Well, the musicians had a kind of a tight-knit little family. Really, we were all kind of brothers. We all knew each other, and we all hung out together. I lived in Laurel Canyon, and I had been a folk singer and played at the Troubadour countless times. And back in those days, in the ‘60s, when you play in a club, you always played the whole week. You played six or seven nights. Nowadays, that’s unheard of. It’s one night. Back then, one night would have been unheard of. You always played the whole week. We spent five years playing folk clubs across the country, always booked in for the whole week, which made it interesting because we got to meet people and know people, like the waitresses and stuff. So that was my world, and David Crosby and Stephen Stills and Mama Cass, those people were friends of mine, and they also were friends of Gary’s. He had met them independently, maybe through Cass. But by the time I teamed up with Gary, we both knew all these people. And in fact Gary had this really great little Spanish bungalow down in West Hollywood, and his wife was a really great cook, and these people would come over and hang out with Gary, and he’d be doing projects with them or something. But almost every night at dinner, it would be Graham Nash or Joni Mitchell or Mama Cass, all these people, with David Crosby, they would come and eat dinner with them. And they became lifelong friends. And in fact he was lifelong friends with Neil Young, and he was Neil’s art director for at least, I don’t know, 30 years, 40 years. I mean, almost every Neil Young album was Gary-produced. Not the album, the album cover, the artwork.

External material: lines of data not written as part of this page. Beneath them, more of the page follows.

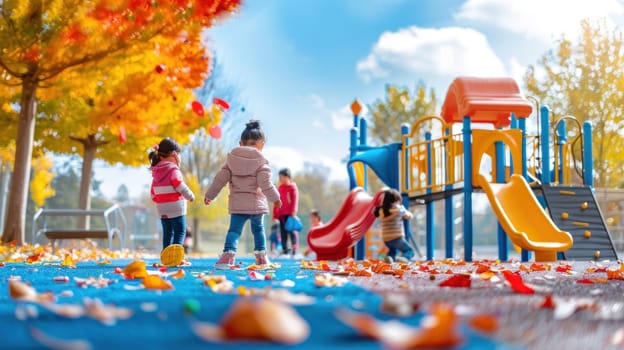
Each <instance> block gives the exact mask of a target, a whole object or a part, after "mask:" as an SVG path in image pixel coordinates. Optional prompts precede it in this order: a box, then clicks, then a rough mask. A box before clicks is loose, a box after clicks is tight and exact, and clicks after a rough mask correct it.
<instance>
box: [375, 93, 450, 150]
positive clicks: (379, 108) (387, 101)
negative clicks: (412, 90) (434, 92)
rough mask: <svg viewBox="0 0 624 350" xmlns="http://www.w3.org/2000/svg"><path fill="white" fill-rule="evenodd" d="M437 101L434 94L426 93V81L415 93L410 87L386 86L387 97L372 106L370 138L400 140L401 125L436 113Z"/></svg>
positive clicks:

          But that was kind of the music of the day. That’s what was happening. I mean, Crosby, Stills & Nash were just getting together from The Byrds, The Hollies, and Buffalo Springfield, three supergroups, and then they formed this group, and we were all really close friends, and we all got to hear them singing. We went down to the studio, listened to them record, and then one day they said, “We don’t have any pictures of ourselves. We need something that’ll make an announcement that we’re recording together.” So we went out one day in Gary’s old ‘50s Ford station wagon, and we drove around West Hollywood, stopping off here and there to take pictures, and we found that old house with the couch in front of it. And that was our first really major album cover. And here’s the thing that was so great about that. So what we’d do is we’d have this adventure, I would take 500 pictures and then Gary would look at all of them. He would get them first and there would be slides, transparencies, and he would sit there all night at a slide board looking through them all and pick out the one that was just the cover. Gary had really great taste, great artistic taste. And he would pick out the one.




          And because he was an architect, he was used to working with different materials. So when we went to print, when he had that album cover printed, he called the printers. He said, “I want you to turn the paper over and print on the uncoated side of the paper,” because all album covers were glossy. And they said, “Well, wait, we can’t do that. I mean, it’s going to soak up the ink. We never printed on the uncoated side.” He said, “I don’t care. I want you to do it.” Well, it turned out to be so wonderful because if you remember that album cover—it’s a foldout album of them sitting on the couch in front of the old house—it’s got a texture to it. It’s got a matte feel to it. It’s not glossy. It’s got a texture. So it went along with sort of their organic, wooden music kind of a thing.